Most of the town girls were there & we surely spent a most enjoyable
afternoon. Glenn was down for an hour in the evening while Gladys finished
packing at Trella's." That night, "Gladys and I tried to see who could
lose the most sleep".
|We are still identifying the campers. If you have any suggestions, please contact either Rodger or Jim or Mildred Pollack @ 274-3174 or Pat Goitein @ 637-0460.||
"Aug. 16. Awake at five and up at six to get a good start for camp."
"Everyone was at the depot in plenty of time to get acquainted with the bunch. Everyone appeared in either rain coats or winter coats on account of a rain that started at six. Clarence, Myrtle and Mina (Stowell) were on the train. Before we reached Putnam the rain was over and so our spirits were lighter."
The Rain Cleared & Spirits Brightened
"The boys soon appeared with the wagon at Putnam and one buggy. Paul, Mina and I went in that and the rest in the wagon. Four shacks had been reserved for the bunch and we at once took possession and began that most delightful process of unpacking."

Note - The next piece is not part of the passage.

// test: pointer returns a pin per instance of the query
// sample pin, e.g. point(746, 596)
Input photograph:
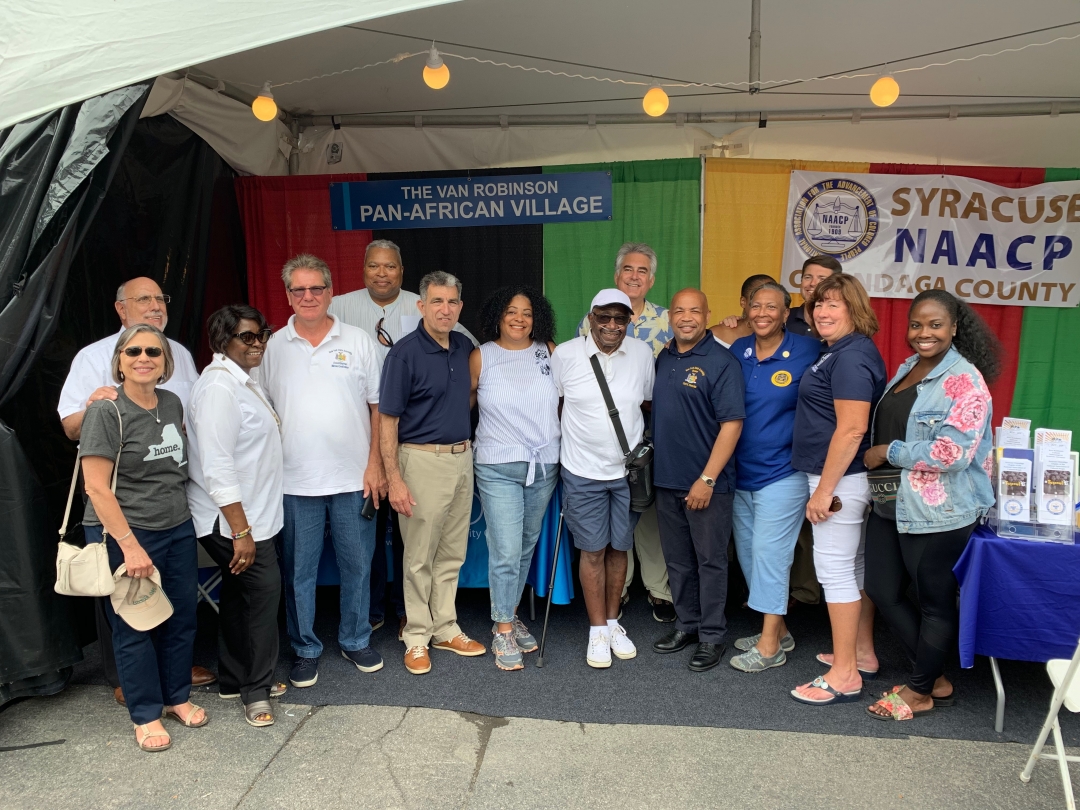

"Aug. 17. A new day begun by seeing who could tell the biggest mosquito yarns! Carl (Leigh) and Andy (Turnbull) drove up about nine o'clock and Bob and Ruth came on the midnight and Bob woke the entire crowd up with his war whoops!"
The lunch crew sets up "Cafe Senachwine" The menu featured eggs served hard boiled, scrambled, poached and up over. Sandwiches included hog's thigh, hen fruit, beef heart and "butter that never saw a cow". Coffee was black or white.
"Nearly everyone went in the water and had a good time. Earl had to go home to thresh, but came up on the evening train. Ross (Carter) and Cliff (Marshall) drove in during the evening. Off on the lake again to get away from mosquitoes and all went to Undercliff for ice cream. But mosquitoes were worse there than anyplace, so our exit was speedy. Glenn has his mouth harp along, so we all got together and drifted and sang."
"The day seemed a bit long, but the evening longer as the mosquitoes held full sway, so we went out on the lake to get rid of them. It helped some, but guess there was no getting entirely away from them."
"Aug. 18. Everyone went up to the beach to watch the boys swim…Quite a bit of excitement prevailed when one boat load was set adrift without oars. But all was healed over by midnight nearly - helped by the three guilty boys going to Henry for cream. Again the mouth harp accompanied us on the lake, then the boats were all tied together lengthwise and the boys in the first boat towed us all in."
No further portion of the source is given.